Esto es una mentira, dijo. Nunca se quisieron. Eso no era amor.
¿Mis padres se querían? Las parejas después de los veinte años de casados parecían estar más por inercia que por amor. Me dio pena lo que dijo Fátima de sus padres.
Una vez trabajé para un psiquiatra, me dijo. Me traía pacientes deprimidos y se iban felices. Después algún colega moralista lo denunció y no apareció más.
Yo quisiera ser psiquiatra. Necesito analizar el quilombo que tengo en mi cabeza.
Sos lindo vos, me dijo. Me dijo un beso en la mejilla y se acostó de lado en la cama. A los minutos se quedó dormida. Yo también me dormí.
Me desperté al amanecer. Cuando las primeras luces empezaron a filtrarse a través de las persianas de la pieza de Fátima. Miré todo alrededor. Me rasqué la cabeza. Creo que también me palpé el cuerpo. Me vestí y salí al patio.
En el patio había un gato negro. Al verme elevó su cola y su pelaje se erizó. Yo me quedé quieto mirándolo. Era un animal hermoso. ¿Cómo alguien podía pensar que ese animal tan maravilloso traía mala suerte? El gato se metió entre unas macetas de helechos y desapareció.

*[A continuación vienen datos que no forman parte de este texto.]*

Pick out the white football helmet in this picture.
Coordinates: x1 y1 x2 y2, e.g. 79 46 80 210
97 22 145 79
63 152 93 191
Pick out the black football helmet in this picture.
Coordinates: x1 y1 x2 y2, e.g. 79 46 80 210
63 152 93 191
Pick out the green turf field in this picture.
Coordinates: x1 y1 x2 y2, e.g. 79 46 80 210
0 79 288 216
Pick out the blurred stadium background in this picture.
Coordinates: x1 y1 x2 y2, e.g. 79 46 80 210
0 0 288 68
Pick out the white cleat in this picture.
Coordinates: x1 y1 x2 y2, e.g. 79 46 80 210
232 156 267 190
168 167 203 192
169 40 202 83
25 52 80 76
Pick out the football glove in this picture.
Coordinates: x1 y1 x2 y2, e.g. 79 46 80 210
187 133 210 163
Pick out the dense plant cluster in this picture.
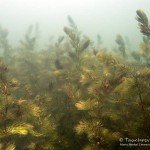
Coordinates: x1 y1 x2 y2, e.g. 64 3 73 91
0 10 150 150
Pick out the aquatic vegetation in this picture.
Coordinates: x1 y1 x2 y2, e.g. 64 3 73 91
0 10 150 150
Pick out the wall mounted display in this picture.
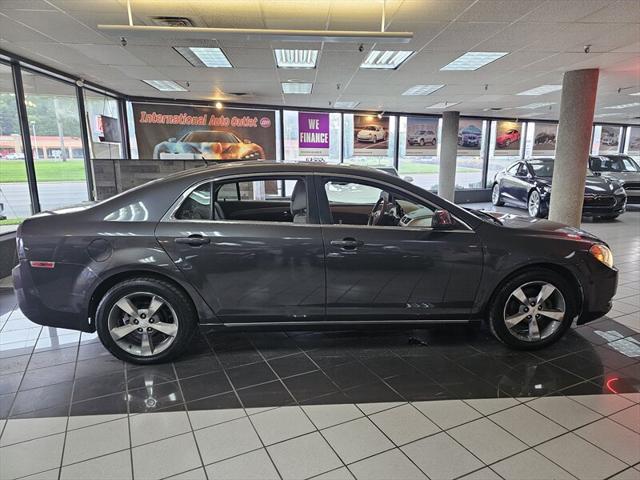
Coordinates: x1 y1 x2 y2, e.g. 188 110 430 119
298 112 330 157
353 115 389 157
494 120 522 156
533 122 558 155
627 127 640 155
458 118 482 156
406 117 438 157
132 103 276 160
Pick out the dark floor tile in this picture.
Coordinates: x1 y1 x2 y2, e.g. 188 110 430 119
179 371 232 402
238 380 295 408
20 363 76 390
227 362 276 389
283 371 338 402
269 353 318 378
11 382 73 415
73 372 126 402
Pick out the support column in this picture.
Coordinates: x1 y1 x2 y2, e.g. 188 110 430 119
438 112 460 202
549 68 599 227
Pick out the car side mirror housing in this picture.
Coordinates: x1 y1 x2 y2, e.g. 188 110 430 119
431 210 456 230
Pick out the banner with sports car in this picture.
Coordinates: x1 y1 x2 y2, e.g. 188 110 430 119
132 103 276 160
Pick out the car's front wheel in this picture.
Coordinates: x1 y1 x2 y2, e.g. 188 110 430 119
489 269 578 350
96 277 197 364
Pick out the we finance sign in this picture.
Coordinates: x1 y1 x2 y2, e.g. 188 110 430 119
298 112 329 157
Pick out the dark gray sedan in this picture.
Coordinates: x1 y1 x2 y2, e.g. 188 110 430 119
13 162 617 363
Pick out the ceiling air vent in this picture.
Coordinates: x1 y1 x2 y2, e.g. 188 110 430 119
151 17 193 27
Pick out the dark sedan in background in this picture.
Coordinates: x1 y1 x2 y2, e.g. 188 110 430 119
491 158 627 220
13 162 617 363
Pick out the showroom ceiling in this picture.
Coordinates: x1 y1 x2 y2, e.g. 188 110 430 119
0 0 640 123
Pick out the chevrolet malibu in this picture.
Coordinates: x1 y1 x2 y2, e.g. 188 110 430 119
13 162 617 364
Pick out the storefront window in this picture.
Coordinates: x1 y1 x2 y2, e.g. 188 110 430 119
22 70 88 210
0 64 32 233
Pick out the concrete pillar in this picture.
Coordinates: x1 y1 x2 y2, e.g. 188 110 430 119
549 68 599 227
438 112 460 202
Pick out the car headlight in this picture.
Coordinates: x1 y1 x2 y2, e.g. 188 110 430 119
589 243 613 268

Subí a mi pieza y tirado en la cama, mirando el techo, sonreí. Una sonrisa amplia de felicidad. Lo que había vivido no había sido algo común y yo estaba en busca de esas cosas. Cosas extraordinarias. Mi papá había tenido una vida extraordinaria, mis tíos, los amigos de mi papá. Yo, con 20 años, necesitaba mi historia. Ahora estaba en ese reencuentro con muchachos de la secundaria y me sentía extraño. Yo que había sido un alumno ejemplar. Nunca había dejado los libros, pero los había atravesado de manera pocos convencionales. Cuando mi amigo me recordó aquella época en que dejé mi vida acomodada para irme a vivir a una buhardilla en una pensión, sentí vergüenza, después no, después sentí orgullo, me di cuenta de que mi amigo tal vez no me entendería, de que tal vez ninguno de los que estaban ahí, ingenieros, arquitectos, técnicos, médicos, astrónomos, me hubieran entendido. Hice tantas cosas porque solo quería vivir para contarla.